2.4. Numerical Model A two-phase GASWATER option of commercial IMEX Black Oil Simulator™ (Computer Modelling Group, Canada) was used to model an immiscible displacement of reservoir brine with CO2. The licence for this simulator was limited to 10,000 grid blocks. Dissolution effects of CO2 in brine, as well as chemical reactions of CO2 with the solid phase (rock matrix) were not considered in this study. Simulations of 25 and 40 years were run as the aim was to examine the CO2 injectivity until the injection ceased. Injection wells in the simulations were constrained with the maximum bottomhole pressure allowed, which was based on the fracture pressure gradient of 15.5 MPa/km (0.69 psi/ft) evaluated at the top depth of each well. The injection pressures in a range from 70% to 90% of the fracture pressure at the corresponding well’s top depth were used in the simulations. The simulations were run for two different commercial injection rates of CO2 for the Kingfish field: 2 ×106 and 15 ×106 tonnes/year (2 and 15 Mt/y).

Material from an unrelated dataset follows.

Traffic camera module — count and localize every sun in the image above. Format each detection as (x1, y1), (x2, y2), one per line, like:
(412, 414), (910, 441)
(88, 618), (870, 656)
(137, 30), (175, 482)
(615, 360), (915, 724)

Infinite aquifers that surround the model area were added in the simulations, which is very critical to understand the behavior of CO2 injectivity because of the fact that, in closed systems, the pressure builds up very quickly. This makes the long-term injection of CO2 difficult. Aquifers are represented in the simulator using one of the analytical methods (The method proposed by Carter and Tracy, 1960, was used in this study), although it is known that analytical models are weak in modeling reservoir fluids flowing back to the aquifer (i.e. they account only for water outflow at the aquifer/reservoir boundary with CO2 remaining in the reservoir). In such cases, the use of numerical aquifers is preferred, which requires a large number of grid blocks in reservoir simulation. For simplified models, like those in this study, it is preferred to use an analytical model to represent surrounding aquifers rather than adding additional grid blocks, which is almost impossible for all aquifers. However, all effort was made to include some portion of aquifers in the grid system to allow the injected CO2 to migrate away from the wells. For the first model run, the initial condition for the reservoir was assumed to be at hydrostatic pressure with the total aquifer volume approximated by the four regions surrounding the reservoir.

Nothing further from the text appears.